Use ideal class group to find all integer solutions to the equation $$x^3=y^2+200$$
My approach: Observe that $\mathbb{Z}[\sqrt-2]$ is the field of integers in the ring $\mathbb{Q}(\sqrt -2).$ Factorize the RHS of the equation to get $$(y-10\sqrt-2)(y+10\sqrt-2)$$ Thus we can consider the equation as an equality of $\textbf{principal ideals}$:$$(x^3)=(y-10\sqrt-2)(y+10\sqrt-2)$$
If we can show the principal ideals $(y-10\sqrt-2)$ and $(y+10\sqrt-2)$ are coprime, then by the unique factorisation of ideals in a Dedekind domain to to get $$(y+10\sqrt-2)=I^3$$ for some ideal $I$ in $\mathbb{Z}[\sqrt-2]$. In other words $I$ has order dividing $3$ in the ideal class group, moreover,by the order of the ideal class group of $\mathbb{Z}[-\sqrt2]$ is 1 to get $I$ is principal.

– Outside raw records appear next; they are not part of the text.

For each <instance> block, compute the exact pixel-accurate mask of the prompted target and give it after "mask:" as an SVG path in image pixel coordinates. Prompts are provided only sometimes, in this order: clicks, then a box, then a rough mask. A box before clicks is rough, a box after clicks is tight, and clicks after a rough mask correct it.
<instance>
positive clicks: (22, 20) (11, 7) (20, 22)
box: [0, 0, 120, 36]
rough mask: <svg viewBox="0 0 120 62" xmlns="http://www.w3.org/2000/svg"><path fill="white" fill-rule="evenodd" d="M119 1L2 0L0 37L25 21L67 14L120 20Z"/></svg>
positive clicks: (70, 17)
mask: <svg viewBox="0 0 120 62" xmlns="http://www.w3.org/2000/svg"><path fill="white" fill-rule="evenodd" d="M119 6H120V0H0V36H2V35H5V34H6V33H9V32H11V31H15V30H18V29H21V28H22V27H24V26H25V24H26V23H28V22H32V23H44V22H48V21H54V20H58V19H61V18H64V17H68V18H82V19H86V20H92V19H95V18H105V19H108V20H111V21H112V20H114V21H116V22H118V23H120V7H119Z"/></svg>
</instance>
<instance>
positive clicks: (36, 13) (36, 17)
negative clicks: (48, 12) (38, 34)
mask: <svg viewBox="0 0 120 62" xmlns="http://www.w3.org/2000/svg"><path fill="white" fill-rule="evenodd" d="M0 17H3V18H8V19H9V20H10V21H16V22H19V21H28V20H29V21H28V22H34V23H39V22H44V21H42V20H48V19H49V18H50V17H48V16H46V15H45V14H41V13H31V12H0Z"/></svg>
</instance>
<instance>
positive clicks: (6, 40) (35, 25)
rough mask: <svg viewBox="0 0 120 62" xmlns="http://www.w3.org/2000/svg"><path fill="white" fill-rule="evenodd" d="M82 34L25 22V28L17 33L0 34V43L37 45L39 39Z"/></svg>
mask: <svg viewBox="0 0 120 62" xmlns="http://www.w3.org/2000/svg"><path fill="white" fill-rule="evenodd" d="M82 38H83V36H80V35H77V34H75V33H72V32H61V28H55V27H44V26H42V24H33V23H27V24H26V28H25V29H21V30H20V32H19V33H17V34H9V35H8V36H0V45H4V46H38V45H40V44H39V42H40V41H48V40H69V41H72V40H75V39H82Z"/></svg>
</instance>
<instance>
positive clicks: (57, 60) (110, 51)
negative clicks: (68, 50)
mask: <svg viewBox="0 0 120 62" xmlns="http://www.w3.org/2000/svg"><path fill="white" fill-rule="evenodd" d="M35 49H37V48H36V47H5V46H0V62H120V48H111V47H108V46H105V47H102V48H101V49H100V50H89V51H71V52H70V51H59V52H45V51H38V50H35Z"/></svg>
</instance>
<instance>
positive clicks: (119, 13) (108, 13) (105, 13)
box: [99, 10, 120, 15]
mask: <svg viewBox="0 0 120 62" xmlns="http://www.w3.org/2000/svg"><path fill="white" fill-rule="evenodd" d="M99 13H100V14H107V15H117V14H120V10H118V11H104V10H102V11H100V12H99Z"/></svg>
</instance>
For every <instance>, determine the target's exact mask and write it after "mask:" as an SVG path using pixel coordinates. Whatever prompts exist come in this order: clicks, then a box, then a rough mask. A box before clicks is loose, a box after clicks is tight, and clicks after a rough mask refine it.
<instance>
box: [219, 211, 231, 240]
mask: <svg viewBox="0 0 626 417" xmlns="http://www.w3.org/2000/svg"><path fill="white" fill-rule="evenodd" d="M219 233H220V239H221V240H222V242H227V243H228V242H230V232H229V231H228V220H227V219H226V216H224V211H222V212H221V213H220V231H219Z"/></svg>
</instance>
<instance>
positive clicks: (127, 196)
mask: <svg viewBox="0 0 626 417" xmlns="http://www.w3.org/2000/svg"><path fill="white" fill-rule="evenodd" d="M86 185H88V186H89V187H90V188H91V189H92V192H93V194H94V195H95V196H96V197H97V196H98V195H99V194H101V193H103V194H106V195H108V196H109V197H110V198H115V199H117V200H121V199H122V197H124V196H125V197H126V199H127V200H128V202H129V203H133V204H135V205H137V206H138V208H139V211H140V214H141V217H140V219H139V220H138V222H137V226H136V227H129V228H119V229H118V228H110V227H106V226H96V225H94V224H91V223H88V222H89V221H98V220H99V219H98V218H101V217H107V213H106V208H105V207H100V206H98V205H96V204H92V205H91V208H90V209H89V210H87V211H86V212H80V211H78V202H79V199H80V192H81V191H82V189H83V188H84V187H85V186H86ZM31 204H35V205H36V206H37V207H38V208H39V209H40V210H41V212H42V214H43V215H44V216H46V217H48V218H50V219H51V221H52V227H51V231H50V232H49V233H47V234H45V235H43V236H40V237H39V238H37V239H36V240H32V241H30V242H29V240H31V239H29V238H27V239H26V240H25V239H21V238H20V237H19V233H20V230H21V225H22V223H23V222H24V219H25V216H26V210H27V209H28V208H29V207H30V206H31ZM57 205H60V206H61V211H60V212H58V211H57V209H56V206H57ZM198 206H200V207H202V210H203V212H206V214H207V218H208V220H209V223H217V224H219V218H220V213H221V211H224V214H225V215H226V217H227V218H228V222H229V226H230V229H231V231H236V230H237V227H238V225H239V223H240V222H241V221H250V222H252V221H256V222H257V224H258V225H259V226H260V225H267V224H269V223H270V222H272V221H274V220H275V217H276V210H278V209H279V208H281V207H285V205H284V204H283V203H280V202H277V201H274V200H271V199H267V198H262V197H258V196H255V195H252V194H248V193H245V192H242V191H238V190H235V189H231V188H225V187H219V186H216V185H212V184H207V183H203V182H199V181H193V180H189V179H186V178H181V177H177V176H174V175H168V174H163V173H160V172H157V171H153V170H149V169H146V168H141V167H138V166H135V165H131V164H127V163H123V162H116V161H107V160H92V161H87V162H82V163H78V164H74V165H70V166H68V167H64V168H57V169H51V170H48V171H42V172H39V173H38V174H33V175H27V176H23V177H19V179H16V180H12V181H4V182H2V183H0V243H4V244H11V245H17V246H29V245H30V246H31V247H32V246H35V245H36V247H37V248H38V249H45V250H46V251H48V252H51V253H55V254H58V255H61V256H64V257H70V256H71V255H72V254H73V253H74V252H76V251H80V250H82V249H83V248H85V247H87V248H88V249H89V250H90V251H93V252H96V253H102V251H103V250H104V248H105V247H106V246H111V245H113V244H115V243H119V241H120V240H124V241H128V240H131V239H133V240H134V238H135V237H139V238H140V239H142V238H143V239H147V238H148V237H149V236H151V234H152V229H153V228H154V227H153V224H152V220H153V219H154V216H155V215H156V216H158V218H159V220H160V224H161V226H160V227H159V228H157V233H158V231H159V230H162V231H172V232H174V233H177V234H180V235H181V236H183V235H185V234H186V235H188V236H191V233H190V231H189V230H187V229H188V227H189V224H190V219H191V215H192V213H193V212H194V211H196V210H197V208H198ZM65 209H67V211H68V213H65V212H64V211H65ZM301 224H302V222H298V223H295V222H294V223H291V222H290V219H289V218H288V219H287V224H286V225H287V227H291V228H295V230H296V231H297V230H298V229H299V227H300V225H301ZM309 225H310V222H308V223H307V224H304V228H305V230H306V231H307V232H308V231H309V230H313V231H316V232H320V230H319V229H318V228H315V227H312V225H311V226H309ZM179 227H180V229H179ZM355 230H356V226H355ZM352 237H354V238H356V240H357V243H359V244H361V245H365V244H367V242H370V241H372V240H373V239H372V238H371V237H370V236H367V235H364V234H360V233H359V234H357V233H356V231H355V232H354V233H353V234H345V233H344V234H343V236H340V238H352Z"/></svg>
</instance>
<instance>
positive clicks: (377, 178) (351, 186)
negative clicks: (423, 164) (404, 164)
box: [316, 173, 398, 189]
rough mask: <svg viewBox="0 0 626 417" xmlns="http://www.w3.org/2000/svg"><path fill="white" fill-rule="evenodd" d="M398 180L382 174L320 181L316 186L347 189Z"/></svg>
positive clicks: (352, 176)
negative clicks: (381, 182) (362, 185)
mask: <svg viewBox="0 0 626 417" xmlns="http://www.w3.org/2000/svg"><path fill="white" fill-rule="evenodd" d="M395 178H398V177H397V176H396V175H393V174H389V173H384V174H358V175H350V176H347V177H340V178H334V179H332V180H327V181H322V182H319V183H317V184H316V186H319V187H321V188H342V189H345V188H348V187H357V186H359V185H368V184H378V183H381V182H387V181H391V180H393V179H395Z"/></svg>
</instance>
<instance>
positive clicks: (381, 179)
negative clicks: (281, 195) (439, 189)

Next is to suppose $I=(a+b\sqrt -2)$ and get $(a+b\sqrt-2)^3=y+10\sqrt-2$ for some $a,b \in \mathbb{Z}$, then one can equating coefficients and solve for $y$…
But, how to show $(y-10\sqrt-2)$ and $(y+10\sqrt-2)$ are coprime ideals? I intend to prove by contradiction: Suppose they are not coprime, then there exists a proper prime ideal $P \subset \mathbb{Z}[\sqrt-2]$ such that $P$ contains both principal ideals, it follows that $$y-10\sqrt-2, y+10\sqrt-2, 2y, 20\sqrt-2, x$$ are all in $P$, so the norm of $P$ divides the norm of each of the numbers above. Observe that $Norm(20\sqrt-2)=200=2^3*5^2$, if one can show the norm of $norm(x)=x^2$ is coprime to $200$ then we reach a contradiction.. But I can't do that in this case as $x$ may not be coprime to $200$? If so then how to show the two principal ideals are coprime?
Best Answer
You may be able to push this kind of argument through:
Suppose 5 divides both $y+10\sqrt{-2}$ and $y-10\sqrt{-2}$. Then $5\mid x^3$, so $5^3\mid x^3$, so $5^2$ must divide one or the other of $y\pm10\sqrt{-2}$, but neither of the numbers $(y\pm10\sqrt{-2})/25$ is in ${\bf Z}[\sqrt{-2}]$. Hence, 5 is not a common divisor.